Principled Instructions Are All You Need for Questioning LLaMA-1/2, GPT-3.5/4
Original Paper: https://arxiv.org/abs/2312.16171v1
By: Sondos Mahmoud Bsharat, Aidar Myrzakhan, Zhiqiang Shen
Abstract:
This paper introduces 26 guiding principles designed to streamline the process of querying and prompting large language models.
Our goal is to simplify the underlying concepts of formulating questions for various scales of large language models, examining their abilities, and enhancing user comprehension on the behaviors of different scales of large language models when feeding into different prompts.
Extensive experiments are conducted on LLaMA-1/2 (7B, 13B and 70B), GPT-3.5/4 to verify the effectiveness of the proposed principles on instructions and prompts design.

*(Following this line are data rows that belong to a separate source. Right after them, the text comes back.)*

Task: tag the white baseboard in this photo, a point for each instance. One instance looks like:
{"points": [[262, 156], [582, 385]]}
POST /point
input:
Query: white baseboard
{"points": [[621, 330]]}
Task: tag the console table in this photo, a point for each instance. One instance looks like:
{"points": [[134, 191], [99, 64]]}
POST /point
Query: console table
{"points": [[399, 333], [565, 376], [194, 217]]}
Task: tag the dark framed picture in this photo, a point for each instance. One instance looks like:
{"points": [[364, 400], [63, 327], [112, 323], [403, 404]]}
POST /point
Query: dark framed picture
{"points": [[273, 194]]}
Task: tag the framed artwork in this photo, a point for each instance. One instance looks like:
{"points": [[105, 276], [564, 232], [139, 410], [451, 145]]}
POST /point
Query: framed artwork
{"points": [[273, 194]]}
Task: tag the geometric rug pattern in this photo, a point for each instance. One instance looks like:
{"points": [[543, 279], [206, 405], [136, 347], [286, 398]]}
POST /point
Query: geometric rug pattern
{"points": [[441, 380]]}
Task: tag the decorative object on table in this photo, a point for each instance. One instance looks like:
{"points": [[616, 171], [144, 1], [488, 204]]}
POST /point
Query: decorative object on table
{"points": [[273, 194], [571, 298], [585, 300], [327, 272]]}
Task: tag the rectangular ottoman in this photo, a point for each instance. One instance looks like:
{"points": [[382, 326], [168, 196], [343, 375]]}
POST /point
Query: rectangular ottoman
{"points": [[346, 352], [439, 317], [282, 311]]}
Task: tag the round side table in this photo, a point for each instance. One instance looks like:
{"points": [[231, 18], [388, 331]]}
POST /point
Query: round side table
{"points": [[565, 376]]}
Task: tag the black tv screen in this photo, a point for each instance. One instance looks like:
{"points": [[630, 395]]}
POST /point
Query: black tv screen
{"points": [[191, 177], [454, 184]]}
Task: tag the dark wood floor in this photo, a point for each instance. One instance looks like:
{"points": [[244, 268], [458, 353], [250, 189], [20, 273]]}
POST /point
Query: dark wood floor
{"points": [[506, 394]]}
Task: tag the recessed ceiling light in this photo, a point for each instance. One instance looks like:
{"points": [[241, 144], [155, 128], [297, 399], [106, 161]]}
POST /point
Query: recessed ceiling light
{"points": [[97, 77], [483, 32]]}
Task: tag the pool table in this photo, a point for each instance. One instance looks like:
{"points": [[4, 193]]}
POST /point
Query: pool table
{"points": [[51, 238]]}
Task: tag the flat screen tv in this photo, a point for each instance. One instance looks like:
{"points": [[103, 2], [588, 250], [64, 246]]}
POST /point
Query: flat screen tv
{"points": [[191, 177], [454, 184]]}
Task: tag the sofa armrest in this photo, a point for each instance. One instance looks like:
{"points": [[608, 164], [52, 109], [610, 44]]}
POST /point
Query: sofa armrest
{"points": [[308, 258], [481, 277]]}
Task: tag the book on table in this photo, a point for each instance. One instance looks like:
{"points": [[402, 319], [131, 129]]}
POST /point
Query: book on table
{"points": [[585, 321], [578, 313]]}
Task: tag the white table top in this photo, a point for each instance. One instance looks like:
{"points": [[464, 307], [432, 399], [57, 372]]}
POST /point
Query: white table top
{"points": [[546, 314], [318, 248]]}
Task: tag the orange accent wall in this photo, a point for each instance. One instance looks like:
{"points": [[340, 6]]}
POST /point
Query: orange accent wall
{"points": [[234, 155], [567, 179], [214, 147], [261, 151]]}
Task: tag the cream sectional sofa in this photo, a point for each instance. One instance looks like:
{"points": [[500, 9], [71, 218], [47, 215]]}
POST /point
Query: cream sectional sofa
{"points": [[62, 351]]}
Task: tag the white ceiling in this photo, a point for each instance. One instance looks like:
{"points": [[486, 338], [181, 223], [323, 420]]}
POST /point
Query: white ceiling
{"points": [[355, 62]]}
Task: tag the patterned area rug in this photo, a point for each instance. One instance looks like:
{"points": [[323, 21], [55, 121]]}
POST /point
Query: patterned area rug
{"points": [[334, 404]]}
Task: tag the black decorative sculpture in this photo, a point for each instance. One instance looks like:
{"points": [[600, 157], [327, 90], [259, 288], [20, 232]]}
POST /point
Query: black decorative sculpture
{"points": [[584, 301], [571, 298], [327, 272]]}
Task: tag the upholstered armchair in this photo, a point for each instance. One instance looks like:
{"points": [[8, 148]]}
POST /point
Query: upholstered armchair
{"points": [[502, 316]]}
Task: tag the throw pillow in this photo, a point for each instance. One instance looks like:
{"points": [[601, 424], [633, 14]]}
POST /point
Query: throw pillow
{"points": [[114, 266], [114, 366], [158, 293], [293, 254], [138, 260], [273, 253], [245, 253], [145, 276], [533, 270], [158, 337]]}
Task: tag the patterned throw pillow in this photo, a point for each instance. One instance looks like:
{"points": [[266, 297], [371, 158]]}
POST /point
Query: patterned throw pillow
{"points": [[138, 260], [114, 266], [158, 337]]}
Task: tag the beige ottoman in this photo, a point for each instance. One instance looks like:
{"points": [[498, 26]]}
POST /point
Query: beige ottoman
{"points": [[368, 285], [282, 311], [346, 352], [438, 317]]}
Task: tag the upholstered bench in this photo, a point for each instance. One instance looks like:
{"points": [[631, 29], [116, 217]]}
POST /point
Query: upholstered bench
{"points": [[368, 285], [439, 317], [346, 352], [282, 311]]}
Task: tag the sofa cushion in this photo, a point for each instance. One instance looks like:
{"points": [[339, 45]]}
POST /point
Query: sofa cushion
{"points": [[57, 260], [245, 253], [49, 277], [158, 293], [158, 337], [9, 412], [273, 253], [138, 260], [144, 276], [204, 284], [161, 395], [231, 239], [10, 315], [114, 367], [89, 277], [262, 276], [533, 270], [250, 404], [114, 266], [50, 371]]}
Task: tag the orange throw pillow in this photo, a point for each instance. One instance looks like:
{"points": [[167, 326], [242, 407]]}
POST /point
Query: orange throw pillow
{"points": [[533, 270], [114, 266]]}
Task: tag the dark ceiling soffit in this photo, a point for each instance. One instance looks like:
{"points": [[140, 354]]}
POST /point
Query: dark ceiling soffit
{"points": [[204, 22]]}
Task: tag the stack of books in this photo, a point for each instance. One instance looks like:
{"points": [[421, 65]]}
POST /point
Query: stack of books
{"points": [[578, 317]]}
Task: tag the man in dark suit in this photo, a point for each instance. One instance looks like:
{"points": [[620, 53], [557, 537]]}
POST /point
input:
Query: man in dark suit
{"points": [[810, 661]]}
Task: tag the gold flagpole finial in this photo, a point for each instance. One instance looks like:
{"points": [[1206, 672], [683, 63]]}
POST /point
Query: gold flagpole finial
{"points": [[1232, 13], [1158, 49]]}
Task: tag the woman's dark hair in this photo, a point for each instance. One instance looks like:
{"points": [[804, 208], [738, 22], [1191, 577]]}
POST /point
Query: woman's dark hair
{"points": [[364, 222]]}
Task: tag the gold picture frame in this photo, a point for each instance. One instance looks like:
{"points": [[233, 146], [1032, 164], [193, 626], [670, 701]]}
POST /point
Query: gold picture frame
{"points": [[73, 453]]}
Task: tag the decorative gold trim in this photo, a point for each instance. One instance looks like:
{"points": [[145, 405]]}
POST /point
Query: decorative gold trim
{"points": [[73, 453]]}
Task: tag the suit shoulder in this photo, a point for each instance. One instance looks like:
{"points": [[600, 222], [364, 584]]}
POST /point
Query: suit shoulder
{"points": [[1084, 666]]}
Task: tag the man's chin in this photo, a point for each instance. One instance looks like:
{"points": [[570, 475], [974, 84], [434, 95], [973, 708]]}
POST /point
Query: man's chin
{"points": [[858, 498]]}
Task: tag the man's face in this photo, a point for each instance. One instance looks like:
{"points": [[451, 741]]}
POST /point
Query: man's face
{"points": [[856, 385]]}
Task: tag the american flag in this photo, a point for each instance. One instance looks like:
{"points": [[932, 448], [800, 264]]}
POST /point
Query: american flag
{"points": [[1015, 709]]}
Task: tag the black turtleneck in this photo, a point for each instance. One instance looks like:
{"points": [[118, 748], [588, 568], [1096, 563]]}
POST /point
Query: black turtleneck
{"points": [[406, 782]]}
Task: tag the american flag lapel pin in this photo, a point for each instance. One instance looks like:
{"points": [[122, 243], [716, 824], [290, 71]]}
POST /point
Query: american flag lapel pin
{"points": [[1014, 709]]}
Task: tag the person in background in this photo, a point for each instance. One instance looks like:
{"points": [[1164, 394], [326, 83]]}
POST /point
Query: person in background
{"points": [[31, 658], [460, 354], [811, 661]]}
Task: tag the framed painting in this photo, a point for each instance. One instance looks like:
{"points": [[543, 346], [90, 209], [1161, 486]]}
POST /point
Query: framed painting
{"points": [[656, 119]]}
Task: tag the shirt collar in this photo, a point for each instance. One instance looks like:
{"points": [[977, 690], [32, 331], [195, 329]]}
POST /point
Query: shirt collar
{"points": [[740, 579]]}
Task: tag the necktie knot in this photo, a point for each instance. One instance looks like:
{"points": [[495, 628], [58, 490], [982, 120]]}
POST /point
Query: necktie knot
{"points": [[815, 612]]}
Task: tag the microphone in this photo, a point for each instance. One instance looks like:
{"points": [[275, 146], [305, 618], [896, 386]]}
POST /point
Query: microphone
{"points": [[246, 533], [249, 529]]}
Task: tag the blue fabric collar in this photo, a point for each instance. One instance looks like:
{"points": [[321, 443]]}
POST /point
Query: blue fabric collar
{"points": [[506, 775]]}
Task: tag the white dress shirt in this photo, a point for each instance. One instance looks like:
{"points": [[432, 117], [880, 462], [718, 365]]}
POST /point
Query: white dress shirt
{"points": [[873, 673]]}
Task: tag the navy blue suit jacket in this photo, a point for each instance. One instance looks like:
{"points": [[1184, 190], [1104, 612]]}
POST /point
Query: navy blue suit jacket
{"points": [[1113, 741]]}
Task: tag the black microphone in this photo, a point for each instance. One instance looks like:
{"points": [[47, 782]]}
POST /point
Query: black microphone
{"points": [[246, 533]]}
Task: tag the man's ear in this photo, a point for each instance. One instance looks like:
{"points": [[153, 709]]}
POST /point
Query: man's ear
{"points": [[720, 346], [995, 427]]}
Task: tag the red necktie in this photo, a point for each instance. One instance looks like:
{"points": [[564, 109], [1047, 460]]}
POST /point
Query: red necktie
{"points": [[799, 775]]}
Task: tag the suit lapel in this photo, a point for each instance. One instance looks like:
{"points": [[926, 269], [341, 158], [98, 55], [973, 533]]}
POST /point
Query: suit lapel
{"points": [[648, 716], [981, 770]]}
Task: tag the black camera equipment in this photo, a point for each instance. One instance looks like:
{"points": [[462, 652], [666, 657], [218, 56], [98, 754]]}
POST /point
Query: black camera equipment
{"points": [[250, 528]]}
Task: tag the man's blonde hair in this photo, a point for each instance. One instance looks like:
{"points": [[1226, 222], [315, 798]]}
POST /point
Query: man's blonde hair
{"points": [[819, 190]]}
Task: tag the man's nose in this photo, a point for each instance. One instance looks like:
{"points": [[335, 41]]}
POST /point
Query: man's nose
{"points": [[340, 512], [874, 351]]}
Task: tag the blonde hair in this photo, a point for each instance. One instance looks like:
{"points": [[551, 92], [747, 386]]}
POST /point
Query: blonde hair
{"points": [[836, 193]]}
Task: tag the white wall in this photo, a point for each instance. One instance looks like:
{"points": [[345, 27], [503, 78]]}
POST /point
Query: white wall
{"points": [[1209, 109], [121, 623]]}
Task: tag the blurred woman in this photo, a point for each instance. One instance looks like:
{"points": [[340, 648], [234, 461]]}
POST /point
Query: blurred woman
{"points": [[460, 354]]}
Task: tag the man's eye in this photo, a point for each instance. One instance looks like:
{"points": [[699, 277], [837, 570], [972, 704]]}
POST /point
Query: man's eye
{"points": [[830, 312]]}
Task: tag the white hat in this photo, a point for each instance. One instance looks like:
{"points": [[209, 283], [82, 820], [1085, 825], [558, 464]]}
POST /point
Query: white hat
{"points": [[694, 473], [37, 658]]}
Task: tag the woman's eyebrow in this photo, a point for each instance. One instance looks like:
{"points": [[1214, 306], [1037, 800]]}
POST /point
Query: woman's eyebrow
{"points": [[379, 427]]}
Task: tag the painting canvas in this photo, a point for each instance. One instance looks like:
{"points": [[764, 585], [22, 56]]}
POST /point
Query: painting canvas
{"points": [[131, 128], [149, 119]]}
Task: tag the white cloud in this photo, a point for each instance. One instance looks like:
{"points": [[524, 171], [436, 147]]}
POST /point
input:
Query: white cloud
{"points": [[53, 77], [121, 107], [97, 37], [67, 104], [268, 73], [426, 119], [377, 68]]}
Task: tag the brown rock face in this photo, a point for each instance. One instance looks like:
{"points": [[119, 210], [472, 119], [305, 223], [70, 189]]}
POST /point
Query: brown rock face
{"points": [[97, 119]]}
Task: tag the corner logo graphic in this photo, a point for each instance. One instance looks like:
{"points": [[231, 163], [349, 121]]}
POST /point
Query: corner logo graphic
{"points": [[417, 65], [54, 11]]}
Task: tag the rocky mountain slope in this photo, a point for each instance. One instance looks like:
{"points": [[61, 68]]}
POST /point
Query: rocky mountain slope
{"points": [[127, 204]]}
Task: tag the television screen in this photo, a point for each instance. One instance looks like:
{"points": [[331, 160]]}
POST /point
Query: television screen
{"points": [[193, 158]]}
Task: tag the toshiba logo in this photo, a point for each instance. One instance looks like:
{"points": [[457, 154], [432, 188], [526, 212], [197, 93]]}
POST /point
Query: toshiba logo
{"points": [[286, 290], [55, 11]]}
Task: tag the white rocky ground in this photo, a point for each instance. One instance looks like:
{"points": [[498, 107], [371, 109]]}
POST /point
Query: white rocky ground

We hope that this work provides a better guide for researchers working on the prompting of large language models. Project page is available at this https URL
Summary Notes
A Guide to Effective Communication with LLaMA and GPT Models for AI Engineers
The landscape of artificial intelligence (AI) is rapidly evolving, with Large Language Models (LLMs) like LLaMA and GPT series leading advancements in natural language processing (NLP).
These models, including LLaMA-1/2 and GPT-3.5/4, hold the promise of transforming our interaction with technology by automating complex tasks such as customer service and code generation.
To fully unlock their capabilities, AI engineers must master the art of communicating effectively with these models. This guide outlines key instructions and principles derived from extensive research and experimentation to improve the quality of responses from LLMs.
Understanding the Progress of Large Language Models
The development of LLMs, from Google's BERT to OpenAI's GPT-4, signifies a leap in NLP technology. These advancements have focused on creating models that are not only larger but smarter and more efficient, capable of generating human-like text with enhanced understanding. Prompting techniques like Ask-Me-Anything, Chain-of-Thought, and least-to-most prompting have played a crucial role in elevating the performance of LLMs, especially in answering complex questions.
Key Principles for Prompting LLMs
To facilitate effective interaction with LLMs, AI engineers should adhere to the following principles:
- Clarity and Conciseness: Ensure your prompts are direct and to the point, avoiding overly polite or verbose language.
- Audience Awareness: Craft your prompts with the intended audience or application in mind for more relevant outcomes.
- Simplifying Complex Tasks: Break down complicated tasks into smaller, manageable prompts for better comprehension by the model.
- Example-Driven Prompts: Use examples to steer the model toward the desired type of response.
- Bias Avoidance: Be mindful to not include prompts that reinforce harmful biases or stereotypes.
- Interactive Prompting: Engage in a dynamic interaction by allowing the model to ask follow-up questions for clarification.
- Role Assignment and Delimiters: Utilize roles and delimiters in your prompts to maintain clear information flow and manage expectations.
Research Findings
Through the application of these principles across various LLM scales, including the ATLAS benchmark, we observed:
- Notable enhancements in the responses' quality and accuracy from the LLMs.
- Larger models exhibited more significant improvements, showcasing the scalability of these principles.
Looking Ahead
This investigation into principled questioning techniques for LLaMA and GPT models highlights a roadmap for better interactions with LLMs. Future avenues include refining models to align more closely with these principles through fine-tuning and reinforcement learning techniques.
Considerations and Future Directions
Although our findings are promising, they come with the caveat that the applicability of these principles can vary based on question complexity and the specific LLMs in use. Expanding our research to a broader range of models and questions is essential for validating these principles universally.
Conclusion
Principled instructions present a systematic approach for AI engineers to enhance interactions with LLMs, unlocking new levels of efficiency and innovation. As AI continues to advance, adapting and refining these principles will be key to harnessing the full potential of LLM technologies in various applications.